Hal yang sama juga berlaku ketika kegiatan tersebut diberi nama Maulid Nabi SAW. Apakah kalau diberi nama pengajian biasa terus menjadi boleh, sedangkan bila diberi nama Maulid menjadi terlarang?
Ada yang beralasan bahwa mengagungkan kelahiran Nabi itu tidak dianjurkan dan tidak pernah dianjurkan oleh Rasulullah SAW maupun para shahabat.
Untuk yang terakhir ini ada dua kesalahan. Pertama, amaliah dalam kegiatan yang disebut Maulid itu bila berisi dzikir, baca Shalawat, pembacaan sejarah Nabi SAW, dan ta’lim (pengajian), maka secara substansi adalah sesuai dengan Al-Qur’an dan As-sunnah, mau diberi nama apa pun (kebetulan diberi nama Maulid Nabi), sehingga tidak bisa disebut bid’ah (sayyi’ah). Kedua, substansi pengagungan hari kelahiran Nabi Muhamad SAW justru diajarkan oleh Rasulullah SAW sendiri. Ketika beliau SAW ditanya mengenai puasa Senin, beliau pun menjawab, “Hari tersebut adalah hari kelahiranku, hari aku diangkat sebagai Rasul atau pertama kali aku menerima wahyu.” (HR. Muslim)
Substansi yang ditunjukkan oleh Rasulullah SAW adalah bahwa hari kelahiran beliau itu istimewa dan layak untuk diagungkan. Dalam kegiatan Maulid Nabi SAW, ibadahnya bukan maulid itu sendiri (yang hanya sekedar istilah dan bisa dilakukan kapan saja), namun pada amaliahnya, berupa dzikir, membaca shalawat, membacakan sejarah Nabi SAW (agar dijadikan uswah hasanah), dan ta’lim (pengajian). 
Al-Qur’an Surah Al-Ahzab ayat 21 menyebutkan: “Sesungguhnya adalah bagi kamu pada Rasulullah itu teladan yang baik (uswatun hasanah).”
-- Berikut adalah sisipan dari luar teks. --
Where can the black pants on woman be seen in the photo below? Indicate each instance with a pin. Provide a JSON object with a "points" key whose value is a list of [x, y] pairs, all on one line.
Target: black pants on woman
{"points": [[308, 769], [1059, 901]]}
Al-Qur’an Surah Huud ayat 120 juga menyebutkan: “Dan semua kisah dari rasul-rasul Kami ceritakan kepadamu, ialah kisah-kisah yang dengannya Kami teguhkan hatimu; dan dalam surat ini telah datang kepadamu kebenaran serta pengajaran dan peringatan bagi orang-orang yang beriman.” 
Setiap amalan yang ada landasannya dari Al-Qur’an dan Hadits tidak bisa disebut bid’ah (sayyi’ah). Kalau kita terjebak pada istilah dan mengabaikan substansi, maka banyak nama masjid yang menjadi haram, karena sebagian besar tidak dikenal di masa Nabi SAW, kegiatan pengajian yang diberi judul juga menjadi haram, mabit untuk I’tikaf juga haram, Tarawih keliling haram, Shubuhan keliling juga haram, dan lain-lain. Ini yang justru bid’ah sayyi’ah itu, mengharamkan hal-hal yang dibolehkan dilakukan dalam Agama Islam. Wa Allah A’lam.